The AARP Bulletin asked film historian Donald Bogle to share his list of eight movies that depict the African American experience at pivotal stages in our nation's past. In addition to teaching film at New York University and the University of Pennsylvania, Bogle is the prize-winning author of several books, including Dorothy Dandridge: A Biography and Toms, Coons, Mulattoes, Mammies & Bucks: An Interpretive History of Blacks in American Films. His latest is Heat Wave: The Life and Career of Ethel Waters.
Slavery: Roots (1977)
The slave drama took a lot of people by surprise when it first aired as a television miniseries based on the Alex Haley novel. "People were curious about it," Bogle says. "The other thing that was a great hook for it, in terms of bringing in viewers of all ages, was its young protagonist, Kunta Kinte, played by LeVar Burton. The younger audience could identify with him." Other notable actors in the story that followed several generations of a black family during slavery are John Amos, Lou Gossett Jr., Madge Sinclair, Leslie Uggams and Ben Vereen. "You had these exceptional performances and all of America was watching."
Civil War: Glory (1989)
Glory is about a group of African American soldiers in the Civil War. "We look at these men from the 54th Regiment of the Massachusetts Volunteer Infantry and we see that they are heroic," Bogle says. "We see they, too, are making sacrifices and that they want their country to be a united country, and also free of racism." You get a sense of who these men are. "We hear them talk about experiences they had before they volunteered, but none of it's dramatized," which unfortunately is missing from the film. Morgan Freeman and Andre Braugher offer strong performances, and Denzel Washington won his first Oscar for his role as the fugitive slave Trip. "His performance alone makes this movie worth seeing."

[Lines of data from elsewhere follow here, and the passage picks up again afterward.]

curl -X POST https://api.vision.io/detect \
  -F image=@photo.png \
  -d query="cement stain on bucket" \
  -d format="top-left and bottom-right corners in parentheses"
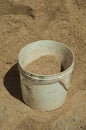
top-left (25, 55), bottom-right (61, 75)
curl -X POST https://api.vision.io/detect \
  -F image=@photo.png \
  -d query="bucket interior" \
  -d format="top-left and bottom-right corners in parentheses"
top-left (18, 40), bottom-right (73, 73)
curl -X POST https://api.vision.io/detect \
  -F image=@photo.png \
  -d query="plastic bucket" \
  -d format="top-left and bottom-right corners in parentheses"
top-left (18, 40), bottom-right (74, 111)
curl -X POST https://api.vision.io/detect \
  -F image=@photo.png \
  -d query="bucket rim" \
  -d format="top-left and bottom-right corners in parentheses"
top-left (18, 40), bottom-right (74, 80)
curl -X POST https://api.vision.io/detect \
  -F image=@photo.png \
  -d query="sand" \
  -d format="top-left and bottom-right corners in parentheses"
top-left (0, 0), bottom-right (86, 130)
top-left (25, 55), bottom-right (61, 75)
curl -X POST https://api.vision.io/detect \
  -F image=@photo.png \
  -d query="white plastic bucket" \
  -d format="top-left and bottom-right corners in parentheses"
top-left (18, 40), bottom-right (74, 111)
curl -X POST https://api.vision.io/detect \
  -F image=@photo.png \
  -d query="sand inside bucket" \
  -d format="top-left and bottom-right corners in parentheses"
top-left (26, 55), bottom-right (61, 75)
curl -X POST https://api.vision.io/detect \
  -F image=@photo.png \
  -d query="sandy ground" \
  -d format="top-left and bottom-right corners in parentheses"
top-left (0, 0), bottom-right (86, 130)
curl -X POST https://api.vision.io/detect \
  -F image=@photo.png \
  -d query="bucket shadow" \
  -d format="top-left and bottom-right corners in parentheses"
top-left (3, 64), bottom-right (23, 102)
top-left (0, 0), bottom-right (35, 19)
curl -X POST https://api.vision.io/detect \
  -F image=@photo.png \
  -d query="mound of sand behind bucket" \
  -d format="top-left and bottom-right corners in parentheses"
top-left (18, 40), bottom-right (74, 111)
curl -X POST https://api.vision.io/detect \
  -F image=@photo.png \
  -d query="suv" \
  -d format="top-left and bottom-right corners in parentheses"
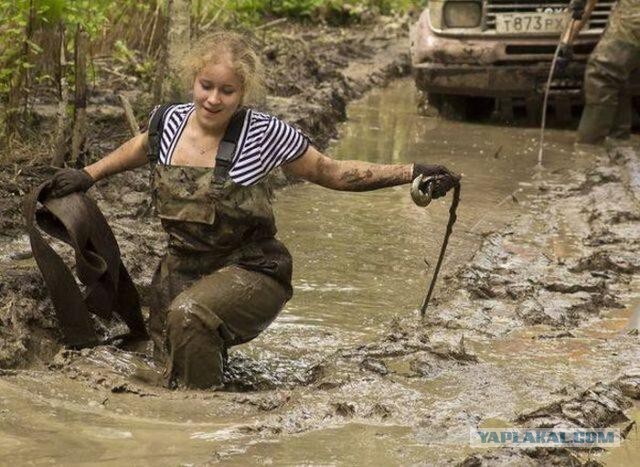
top-left (411, 0), bottom-right (640, 121)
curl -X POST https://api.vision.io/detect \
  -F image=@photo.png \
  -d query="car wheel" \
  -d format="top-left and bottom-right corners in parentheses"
top-left (427, 93), bottom-right (467, 120)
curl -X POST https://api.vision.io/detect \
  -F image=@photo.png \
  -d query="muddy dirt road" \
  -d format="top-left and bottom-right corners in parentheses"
top-left (0, 80), bottom-right (640, 465)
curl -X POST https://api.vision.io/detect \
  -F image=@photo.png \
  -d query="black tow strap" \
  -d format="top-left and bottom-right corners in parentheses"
top-left (420, 182), bottom-right (460, 317)
top-left (23, 182), bottom-right (147, 348)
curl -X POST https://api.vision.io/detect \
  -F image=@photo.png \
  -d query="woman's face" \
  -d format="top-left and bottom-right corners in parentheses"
top-left (193, 56), bottom-right (243, 130)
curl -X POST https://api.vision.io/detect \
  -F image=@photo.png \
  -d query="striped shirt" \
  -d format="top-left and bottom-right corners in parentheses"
top-left (152, 103), bottom-right (309, 186)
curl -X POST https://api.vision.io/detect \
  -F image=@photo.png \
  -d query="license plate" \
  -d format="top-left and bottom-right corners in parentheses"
top-left (496, 13), bottom-right (567, 34)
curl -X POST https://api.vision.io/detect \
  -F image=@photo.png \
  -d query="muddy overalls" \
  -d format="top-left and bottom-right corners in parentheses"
top-left (149, 108), bottom-right (292, 388)
top-left (578, 0), bottom-right (640, 143)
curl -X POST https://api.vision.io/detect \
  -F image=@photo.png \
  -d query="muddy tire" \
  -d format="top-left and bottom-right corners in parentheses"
top-left (427, 93), bottom-right (495, 120)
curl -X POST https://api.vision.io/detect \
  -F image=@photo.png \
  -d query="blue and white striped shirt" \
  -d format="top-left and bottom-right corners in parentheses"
top-left (152, 103), bottom-right (309, 186)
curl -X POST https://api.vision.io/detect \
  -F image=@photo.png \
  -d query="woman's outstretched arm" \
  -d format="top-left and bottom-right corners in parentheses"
top-left (48, 133), bottom-right (148, 198)
top-left (282, 146), bottom-right (459, 192)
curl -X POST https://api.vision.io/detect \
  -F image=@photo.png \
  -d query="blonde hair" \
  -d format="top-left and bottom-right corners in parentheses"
top-left (183, 30), bottom-right (265, 104)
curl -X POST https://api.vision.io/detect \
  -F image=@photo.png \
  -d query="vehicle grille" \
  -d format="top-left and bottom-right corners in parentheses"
top-left (484, 0), bottom-right (616, 29)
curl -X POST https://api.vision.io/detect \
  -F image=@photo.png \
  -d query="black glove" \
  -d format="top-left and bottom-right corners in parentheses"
top-left (411, 164), bottom-right (460, 199)
top-left (554, 43), bottom-right (573, 76)
top-left (47, 169), bottom-right (95, 198)
top-left (569, 0), bottom-right (587, 19)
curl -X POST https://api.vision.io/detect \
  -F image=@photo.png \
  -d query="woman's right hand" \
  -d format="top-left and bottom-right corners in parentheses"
top-left (48, 169), bottom-right (95, 198)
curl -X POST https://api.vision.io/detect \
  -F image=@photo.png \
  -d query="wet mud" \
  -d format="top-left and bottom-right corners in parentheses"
top-left (0, 24), bottom-right (640, 466)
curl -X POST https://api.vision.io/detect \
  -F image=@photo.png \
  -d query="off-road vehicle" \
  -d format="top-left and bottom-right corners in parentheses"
top-left (411, 0), bottom-right (640, 121)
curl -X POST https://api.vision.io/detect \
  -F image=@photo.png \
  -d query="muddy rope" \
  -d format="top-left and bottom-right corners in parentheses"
top-left (420, 182), bottom-right (460, 317)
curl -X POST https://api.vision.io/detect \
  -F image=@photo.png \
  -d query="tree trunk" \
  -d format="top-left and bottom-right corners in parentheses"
top-left (167, 0), bottom-right (191, 101)
top-left (153, 0), bottom-right (173, 104)
top-left (51, 21), bottom-right (69, 167)
top-left (3, 0), bottom-right (36, 144)
top-left (118, 93), bottom-right (140, 136)
top-left (71, 26), bottom-right (89, 166)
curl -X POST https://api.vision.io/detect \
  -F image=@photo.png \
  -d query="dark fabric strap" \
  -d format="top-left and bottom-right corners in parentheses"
top-left (23, 182), bottom-right (147, 348)
top-left (147, 104), bottom-right (175, 163)
top-left (213, 107), bottom-right (247, 185)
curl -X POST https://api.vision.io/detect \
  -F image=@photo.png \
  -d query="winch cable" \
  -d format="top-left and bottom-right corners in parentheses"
top-left (536, 0), bottom-right (584, 169)
top-left (420, 181), bottom-right (460, 317)
top-left (537, 44), bottom-right (573, 170)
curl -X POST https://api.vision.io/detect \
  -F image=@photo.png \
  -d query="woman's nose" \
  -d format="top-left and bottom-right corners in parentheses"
top-left (207, 89), bottom-right (221, 104)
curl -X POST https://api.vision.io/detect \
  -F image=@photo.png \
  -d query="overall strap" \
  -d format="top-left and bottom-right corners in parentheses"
top-left (213, 107), bottom-right (247, 186)
top-left (147, 104), bottom-right (175, 162)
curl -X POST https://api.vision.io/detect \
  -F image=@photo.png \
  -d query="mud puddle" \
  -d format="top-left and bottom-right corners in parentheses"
top-left (0, 80), bottom-right (639, 465)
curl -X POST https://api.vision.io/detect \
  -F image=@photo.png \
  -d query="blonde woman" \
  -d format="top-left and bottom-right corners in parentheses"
top-left (51, 32), bottom-right (459, 389)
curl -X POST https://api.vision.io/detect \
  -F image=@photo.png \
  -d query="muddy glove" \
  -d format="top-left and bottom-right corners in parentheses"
top-left (47, 169), bottom-right (95, 198)
top-left (411, 164), bottom-right (460, 199)
top-left (554, 43), bottom-right (573, 76)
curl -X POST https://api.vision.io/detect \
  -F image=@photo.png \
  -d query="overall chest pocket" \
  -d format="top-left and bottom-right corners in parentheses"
top-left (153, 164), bottom-right (216, 225)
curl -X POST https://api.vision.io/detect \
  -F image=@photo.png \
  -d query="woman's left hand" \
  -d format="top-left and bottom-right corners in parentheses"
top-left (411, 163), bottom-right (462, 199)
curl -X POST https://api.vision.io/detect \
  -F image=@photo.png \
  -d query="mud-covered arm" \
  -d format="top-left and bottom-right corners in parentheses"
top-left (563, 0), bottom-right (598, 44)
top-left (282, 146), bottom-right (413, 191)
top-left (84, 132), bottom-right (149, 181)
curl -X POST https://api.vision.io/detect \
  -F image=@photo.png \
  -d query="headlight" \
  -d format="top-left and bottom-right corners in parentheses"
top-left (444, 1), bottom-right (482, 28)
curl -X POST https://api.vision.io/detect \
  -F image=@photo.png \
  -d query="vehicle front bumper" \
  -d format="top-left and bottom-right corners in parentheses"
top-left (413, 63), bottom-right (585, 97)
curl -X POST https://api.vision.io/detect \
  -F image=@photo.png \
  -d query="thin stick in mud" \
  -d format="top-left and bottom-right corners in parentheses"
top-left (420, 182), bottom-right (460, 318)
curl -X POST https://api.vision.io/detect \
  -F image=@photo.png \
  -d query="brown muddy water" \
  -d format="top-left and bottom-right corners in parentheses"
top-left (0, 80), bottom-right (640, 465)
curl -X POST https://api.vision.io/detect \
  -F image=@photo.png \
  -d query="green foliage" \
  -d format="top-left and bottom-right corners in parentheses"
top-left (193, 0), bottom-right (426, 25)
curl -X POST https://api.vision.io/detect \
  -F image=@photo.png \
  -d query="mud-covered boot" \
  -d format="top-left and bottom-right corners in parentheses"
top-left (609, 91), bottom-right (633, 142)
top-left (576, 104), bottom-right (618, 144)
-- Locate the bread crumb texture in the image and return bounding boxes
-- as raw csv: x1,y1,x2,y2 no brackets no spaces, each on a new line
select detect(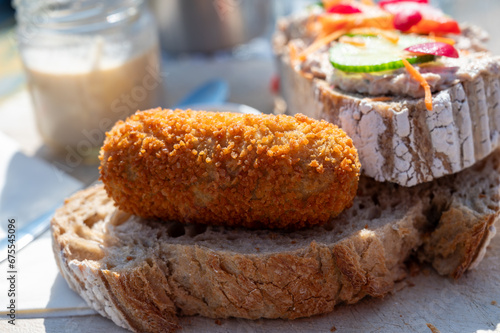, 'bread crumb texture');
100,109,360,228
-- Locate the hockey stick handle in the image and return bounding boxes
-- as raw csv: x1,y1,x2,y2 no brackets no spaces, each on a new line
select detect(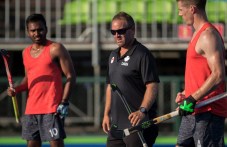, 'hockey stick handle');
153,110,179,124
111,84,148,147
1,49,20,123
124,92,227,136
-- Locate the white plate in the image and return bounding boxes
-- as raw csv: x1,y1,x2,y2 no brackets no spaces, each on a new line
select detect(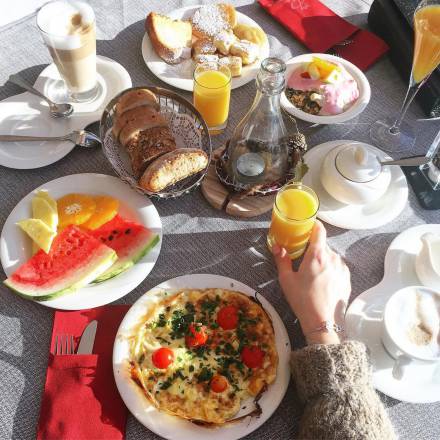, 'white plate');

The Great Migration: Underworld (1937)
"This gangster film, directed by Oscar Micheaux, is one of my guilty pleasures," Bogle says. "It is in many ways a mangled film; there are problems with the sound. But it's also very interesting." The film opens at a Negro college in the South, and the hero, a talented young man (played by Sol Johnson), goes north to Chicago to seek his fortune. But what he gets is a world of congestion, crime, violence and people with a whole other sort set of moral values and ethics. "The thing you notice about Micheaux is he always had noble black characters," Bogle says. "They are the ones who hold on to these higher standards. They're the ones you can see as our leaders of tomorrow."
Jim Crow: Pinky (1949)
In this film, which shows how African Americans had to live and function under Jim Crow segregation laws, the title character is a light-skinned black woman who returns home to the South after having lived as a free woman in the North. Ethel Waters earned an Oscar nomination for playing her hard-working grandmother, a woman who has lived in the South, and understands and accepts its rules. "The movie is about Pinky dealing with the racial bigotry that existed in the South and also coming to a deeper consciousness of who she is as an African American woman," Bogle says. He points out that one of the compromises of the film, directed by Elia Kazan, is that Jeanne Crain, a white actress, portrayed Pinky. "It was a well-written character and a black actress would have brought something else, but nonetheless I think Pinky is a movie audiences can benefit from."